Greffier lors des débats : Mme Sabine MICHEL

ARRET :

- contradictoire,

- prononcé par mise à disposition de l'arrêt au greffe de la cour, les parties en ayant été préalablement avisées dans les conditions prévues au deuxième alinéa de l'article 450 du code de procédure civile ;

- signé par M. Thierry CARLIER, Conseiller, faisant fonction de Président et par Mme Sabine MICHEL, Greffier.

*

**

EXPOSE DU LITIGE

Selon bon de commande établi le 10 octobre 2011, la SA SNCF Réseau (ci-après dénommée « SNCF ») a confié à la SAS Colas Rail des travaux de remplacement de traverses et de bois d'appareil dans diverses gares de l'unité de production de [Localité 7] selon description figurant dans la notice jointe et au prix de 304 454 euros HT.
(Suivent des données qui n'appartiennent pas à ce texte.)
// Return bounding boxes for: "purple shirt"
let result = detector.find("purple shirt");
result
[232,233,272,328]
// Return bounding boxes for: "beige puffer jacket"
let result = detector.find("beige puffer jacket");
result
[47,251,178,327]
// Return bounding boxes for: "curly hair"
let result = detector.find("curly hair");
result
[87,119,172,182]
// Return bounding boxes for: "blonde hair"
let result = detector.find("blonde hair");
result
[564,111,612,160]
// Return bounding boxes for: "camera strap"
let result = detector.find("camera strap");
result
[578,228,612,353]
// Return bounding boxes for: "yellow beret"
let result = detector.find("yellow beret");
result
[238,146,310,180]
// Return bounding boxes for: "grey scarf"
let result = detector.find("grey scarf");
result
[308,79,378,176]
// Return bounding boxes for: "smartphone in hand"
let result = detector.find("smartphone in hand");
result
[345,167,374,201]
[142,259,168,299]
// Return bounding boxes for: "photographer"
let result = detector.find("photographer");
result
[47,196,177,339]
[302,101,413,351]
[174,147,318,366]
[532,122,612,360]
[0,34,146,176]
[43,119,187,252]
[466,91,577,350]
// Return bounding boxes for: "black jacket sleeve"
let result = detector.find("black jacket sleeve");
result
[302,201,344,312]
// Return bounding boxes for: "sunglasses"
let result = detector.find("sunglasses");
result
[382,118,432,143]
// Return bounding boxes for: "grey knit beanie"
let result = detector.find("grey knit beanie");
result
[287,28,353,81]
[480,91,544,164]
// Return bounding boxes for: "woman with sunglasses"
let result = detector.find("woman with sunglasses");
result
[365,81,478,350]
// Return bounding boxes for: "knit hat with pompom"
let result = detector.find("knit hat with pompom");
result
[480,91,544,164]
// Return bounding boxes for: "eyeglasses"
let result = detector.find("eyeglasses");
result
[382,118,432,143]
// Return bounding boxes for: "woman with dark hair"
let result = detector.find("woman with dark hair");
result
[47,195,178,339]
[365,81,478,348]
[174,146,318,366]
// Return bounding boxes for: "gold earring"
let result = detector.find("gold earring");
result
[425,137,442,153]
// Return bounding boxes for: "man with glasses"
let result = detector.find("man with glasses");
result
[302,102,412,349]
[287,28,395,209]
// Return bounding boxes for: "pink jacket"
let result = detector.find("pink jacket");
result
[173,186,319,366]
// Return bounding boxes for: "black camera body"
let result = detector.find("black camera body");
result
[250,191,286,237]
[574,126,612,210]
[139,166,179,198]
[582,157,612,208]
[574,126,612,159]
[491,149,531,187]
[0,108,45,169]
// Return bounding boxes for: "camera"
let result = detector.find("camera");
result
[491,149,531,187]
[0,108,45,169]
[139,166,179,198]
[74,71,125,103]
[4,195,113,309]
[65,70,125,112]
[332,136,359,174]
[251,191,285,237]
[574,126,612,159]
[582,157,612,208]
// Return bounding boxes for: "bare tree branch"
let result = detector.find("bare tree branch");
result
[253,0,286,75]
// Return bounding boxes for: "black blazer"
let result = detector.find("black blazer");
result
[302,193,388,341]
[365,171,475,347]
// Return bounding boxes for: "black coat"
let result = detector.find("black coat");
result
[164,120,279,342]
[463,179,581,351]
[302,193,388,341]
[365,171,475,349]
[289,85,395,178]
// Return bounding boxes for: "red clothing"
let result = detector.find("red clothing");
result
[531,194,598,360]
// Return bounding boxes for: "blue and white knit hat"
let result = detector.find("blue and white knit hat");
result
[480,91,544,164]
La SAS Colas Rail a souscrit auprès de la SMABTP une police d'assurance de responsabilité civile couvrant les dommages survenant durant ces travaux.

Le 7 décembre 2011, le conducteur de travaux de la SAS Colas Rail a endommagé un support en béton de tringle d'appareil CB lors d'une opération de dégarnissage réalisée à [Localité 6].

Par courrier recommandé du 11 janvier 2012 reçu le 13 janvier 2012, la SNCF a notifié à la SAS Colas Rail que le sinistre était en cours d'estimation et que le montant du dommage (remise en état des installations endommagées et coût d'intervention des agents SNCF sur site) était évalué à un montant inférieur à 15 000 euros.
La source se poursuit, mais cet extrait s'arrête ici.